She proceeds to show him through a series of geometric theorems and proofs that his assessment of his situation is incorrect—he should not despair, he is in God’s hands, all evidence to the contrary.

I never thought of using geometry to prove anything other than the mathematical, but many times throughout the book Philosophy proves to Boethius that some philosophical idea, such as the notion of happiness, is true because the steps leading up to it are true.

I recently reviewed A Confederacy of Dunces, and I noted that the main character, one Ignatius J. Reilly, was fascinated with this book. I came across one passage that I think would have appealed to Reilly:

“For think how puny and fragile a thing men strive to possess when they set the good of the body before them as their aim. As if you could surpass the elephant in size, the bull in strength, or the tiger in speed! Look up at the vault of heaven: see the strength of its foundation and the speed of its movement, and stop admiring things that are worthless. Yet the heavens are less wonderful for their foundations and speed than for the order that rules them. The sleek looks of beauty are fleeting and transitory, more ephemeral than the blossoms of spring.”

I suspect now that John Kennedy Toole was himself a big fan of Boethius’ work, and he projected that onto his protagonist. The translation I read explained that this passage particularly referred to an understanding of the Ptolomaic understanding of the universe—a geocentric theory. Each planet rotated because of its contact with the orbit of the other planets. When I wrote about Dunces, I noted that Toole spun his story circles in such a way that I was intrigued to see what happened when those circles collided.

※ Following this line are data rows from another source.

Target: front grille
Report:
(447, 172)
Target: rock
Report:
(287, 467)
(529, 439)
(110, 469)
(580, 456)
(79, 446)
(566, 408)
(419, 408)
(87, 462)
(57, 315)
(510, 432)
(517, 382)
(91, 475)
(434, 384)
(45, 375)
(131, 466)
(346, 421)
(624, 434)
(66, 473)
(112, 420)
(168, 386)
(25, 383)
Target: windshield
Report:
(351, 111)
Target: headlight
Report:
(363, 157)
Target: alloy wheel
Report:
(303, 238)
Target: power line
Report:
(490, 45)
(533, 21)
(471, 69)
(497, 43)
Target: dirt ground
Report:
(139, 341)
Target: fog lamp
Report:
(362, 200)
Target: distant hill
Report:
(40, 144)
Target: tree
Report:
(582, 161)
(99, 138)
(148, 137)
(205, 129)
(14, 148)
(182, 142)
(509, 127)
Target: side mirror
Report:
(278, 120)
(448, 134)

I was particularly drawn to certain concepts in the book, such as:
“If events of uncertain occurrence are foreseen as if they were certain, it is only clouded opinion, not the truth of knowledge; for you believe that to have opinions about something which differ from the actual facts is not the same as the fullness of knowledge.

The cause of this mistake is that people think that the totality of their knowledge depends on the nature and capacity to be known of the objects of knowledge. But this is all wrong. Everything that is known is comprehended not according to its own nature, but according to the ability to know of those who do the knowing.”

I don’t claim to understand all of the ideas that Boethius puts forth, but I was enthralled at the concept of a condemned man, who is left alone in despair, using his weighty thoughts and ideals to comfort himself. The fact that he wrote it all down is his gift to us—we too can be comforted by Philosophy, if we have the “ability to know.”